Langit bersandar pada dinding ruangan sembari memegangi sebotol cling, cairan pembersih kaca. Sesekali ia mengamati Akila yang tengah menjadi clining service dadakan hari ini. Tepatnya, ia yang memberi hukuman untuk gadis narsis itu. Guru dadakan berhak melakukan hal itu pada murid yang tak memahami materi.
Akila mendongak menatap kaca yang dimaksud oleh Langit. Kemudian menatap cowok yang ada di sampingnya itu dengan pipi menggembung. Sepertinya Langit sengaja memancing emosinya. Bagaimana mungkin dengan ukuran tubuh yang pendek, ia bisa menjangkau kaca jendela bagian atas itu? Tak ada kursi atau pun meja disekitarnya untuk ia jadikan tempat untuk berpijak.
"Kenapa?" tanya Langit sinis saat Akila menoleh padanya dengan raut menyebalkan seperti itu. Salah sendiri, kenapa begitu berani mengganggu kehidupannya dengan surat cinta berwarna merah muda itu setiap harinya.
"Kak Langit enggak liat kalo kaca atasnya tinggi? Mana mungkin Akila bisa bersihin itu. Kecuali ada bangku di sini," ujarnya menjelaskan.
"Gue nggak mau tau! Pokoknya pekerjaan lo hari ini harus selesai. Enggak ada kursi di sini berarti lo ... harus manjat." Langit tersenyum miring sembari menyemprotkan cling yang ia pegang pada kaca atas yang tak bisa dicapai oleh Akila.
"Kak Langit nggak boleh gitu dong. Kak Langit enggak liat Akila pake sepatu gini? Mana mungkin bisa manjat. Terus ya, Akila bukan sodara monyet." Akila bersedekap dada.
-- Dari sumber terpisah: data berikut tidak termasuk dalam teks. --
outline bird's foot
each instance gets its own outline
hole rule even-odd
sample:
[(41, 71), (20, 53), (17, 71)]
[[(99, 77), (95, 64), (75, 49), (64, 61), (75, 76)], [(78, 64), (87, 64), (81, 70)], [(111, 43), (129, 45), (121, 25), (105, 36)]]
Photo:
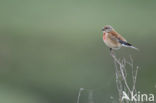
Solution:
[(112, 48), (110, 48), (110, 55), (114, 55), (114, 51), (112, 50)]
Bagaimana mungkin ia bisa memanjat dinding berpermukaan licin seperti itu? Yang benar saja.
"Gue nggak nerima alesan apapun!"
Akila melongo mendengar jawaban yang keluar dari mulut Langit. Akila beralasan karena memang ia tak mampu memanjat dinding, kecuali Langit mengubah wujudnya menjadi cicak atau pun sebangsanya. Dengan kejamnya, cowok itu pun meninggalkan Akila dan duduk di teras dengan raut datarnya itu.
"Untung sayang." Akila menampilkan senyum paksa saat Langit menyorotnya dengan tatapan tajam nan menuntut.
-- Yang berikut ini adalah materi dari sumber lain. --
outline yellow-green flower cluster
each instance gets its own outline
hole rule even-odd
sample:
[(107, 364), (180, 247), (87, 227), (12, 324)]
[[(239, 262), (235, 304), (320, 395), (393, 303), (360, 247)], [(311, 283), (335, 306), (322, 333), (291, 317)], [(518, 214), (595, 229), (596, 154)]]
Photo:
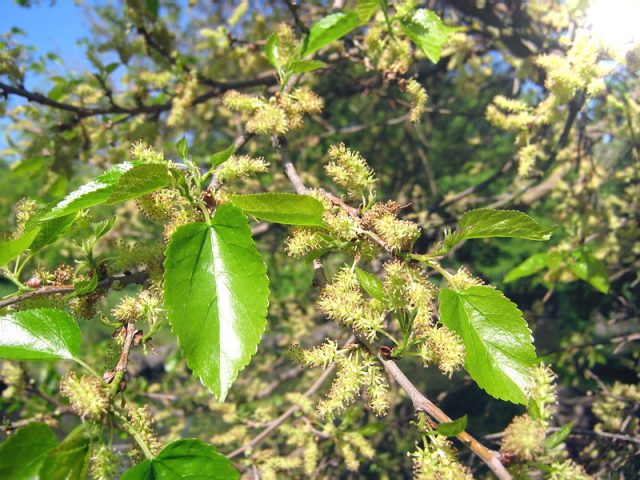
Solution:
[[(298, 468), (302, 464), (300, 457), (279, 457), (270, 455), (260, 464), (260, 478), (262, 480), (277, 480), (283, 478), (278, 472), (287, 472)], [(285, 475), (287, 477), (287, 475)]]
[(251, 158), (248, 155), (232, 155), (229, 160), (216, 170), (216, 176), (222, 183), (238, 178), (247, 178), (252, 175), (265, 173), (269, 170), (269, 163), (262, 157)]
[(355, 150), (343, 143), (329, 148), (332, 160), (325, 170), (331, 180), (344, 188), (349, 196), (361, 198), (364, 192), (371, 192), (375, 186), (375, 177), (366, 160)]
[(407, 82), (407, 93), (411, 98), (409, 120), (419, 122), (424, 114), (429, 95), (424, 87), (413, 78)]
[(164, 152), (147, 145), (142, 140), (131, 145), (129, 155), (135, 160), (146, 163), (165, 163)]
[(102, 381), (91, 375), (78, 379), (75, 372), (60, 380), (60, 393), (69, 400), (72, 410), (87, 420), (99, 420), (109, 409), (109, 395)]
[(322, 345), (313, 347), (310, 350), (305, 350), (300, 345), (292, 345), (289, 347), (289, 356), (298, 362), (300, 365), (306, 367), (323, 367), (326, 368), (330, 363), (333, 363), (340, 349), (338, 344), (333, 340), (327, 340)]
[(291, 257), (299, 258), (331, 246), (319, 229), (294, 227), (291, 229), (285, 251)]
[(280, 104), (286, 112), (288, 129), (299, 130), (304, 125), (304, 114), (320, 113), (324, 101), (308, 87), (295, 89), (281, 97)]
[(421, 232), (417, 223), (400, 220), (392, 214), (377, 218), (373, 222), (373, 229), (392, 252), (410, 250)]
[(551, 420), (557, 403), (555, 379), (555, 373), (543, 363), (536, 365), (531, 370), (529, 399), (531, 402), (535, 402), (540, 421), (545, 426)]
[(473, 480), (442, 435), (428, 437), (424, 447), (417, 447), (411, 457), (414, 480)]
[(347, 470), (357, 472), (360, 468), (358, 454), (367, 459), (372, 459), (376, 451), (371, 443), (358, 432), (347, 432), (340, 438), (338, 442), (338, 453), (344, 459)]
[[(602, 394), (594, 402), (592, 410), (598, 418), (596, 431), (618, 432), (632, 405), (640, 404), (640, 388), (638, 385), (615, 382), (611, 387), (611, 394)], [(638, 420), (633, 421), (636, 428)]]
[(38, 210), (38, 204), (34, 200), (23, 198), (16, 203), (16, 227), (11, 238), (18, 238), (24, 233), (27, 222)]
[(318, 307), (338, 323), (353, 328), (370, 341), (382, 328), (385, 306), (374, 298), (365, 299), (353, 270), (345, 267), (322, 291)]
[(176, 88), (176, 94), (171, 101), (171, 113), (167, 117), (168, 126), (175, 127), (184, 121), (187, 109), (193, 104), (197, 94), (198, 77), (192, 73)]
[(528, 177), (535, 167), (536, 159), (541, 155), (540, 146), (535, 143), (525, 145), (518, 150), (516, 156), (518, 160), (518, 176), (522, 178)]
[(384, 415), (388, 410), (388, 385), (376, 360), (370, 354), (356, 349), (342, 353), (336, 359), (336, 376), (327, 396), (318, 403), (318, 413), (322, 417), (332, 417), (342, 412), (360, 393), (366, 389), (368, 403), (376, 415)]
[(284, 135), (289, 130), (298, 130), (303, 125), (304, 114), (319, 113), (324, 106), (324, 101), (307, 87), (269, 100), (230, 90), (222, 102), (227, 108), (248, 115), (245, 123), (248, 132), (265, 135)]
[(506, 98), (502, 95), (496, 96), (487, 106), (486, 116), (493, 125), (510, 132), (527, 130), (537, 121), (532, 107), (522, 100)]
[(139, 408), (130, 408), (129, 421), (131, 422), (134, 430), (138, 432), (140, 438), (147, 445), (149, 451), (153, 455), (157, 455), (158, 452), (160, 452), (161, 445), (158, 441), (158, 436), (153, 431), (153, 419), (149, 413), (149, 405), (144, 405)]
[(460, 267), (458, 271), (449, 278), (448, 281), (451, 286), (459, 290), (482, 285), (483, 283), (482, 280), (471, 275), (469, 270), (467, 270), (465, 267)]
[(0, 366), (0, 379), (6, 385), (2, 391), (2, 398), (11, 398), (21, 395), (26, 388), (24, 370), (17, 363), (2, 362)]
[(559, 463), (549, 465), (548, 480), (590, 480), (591, 475), (587, 475), (584, 469), (573, 460), (564, 460)]
[(462, 339), (445, 326), (434, 325), (424, 333), (424, 343), (418, 354), (425, 364), (435, 363), (449, 377), (464, 365)]
[(545, 427), (529, 415), (515, 417), (504, 431), (501, 451), (521, 461), (534, 460), (544, 451)]
[(140, 213), (164, 226), (163, 238), (168, 241), (180, 225), (197, 220), (197, 213), (175, 188), (163, 188), (136, 200)]
[(112, 480), (116, 478), (119, 459), (107, 445), (101, 444), (97, 448), (91, 449), (90, 463), (89, 471), (93, 480)]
"Apa liat-liat? Buruan sana!" Langit mengibaskan tangan saat Akila masih menatapnya dengan senyum menjengkelkan itu.
Akila mengusap dada lalu membungkuk bak maid kerajaan pada sang pangeran. Setelahnya, ia mendongak menatap kaca jendela. Tinggi, tak tergapai oleh tangan. Seperti harapan para manusia-manusia yang ada di dunia ini, mengharapkan karakter fiksinya jadi nyata.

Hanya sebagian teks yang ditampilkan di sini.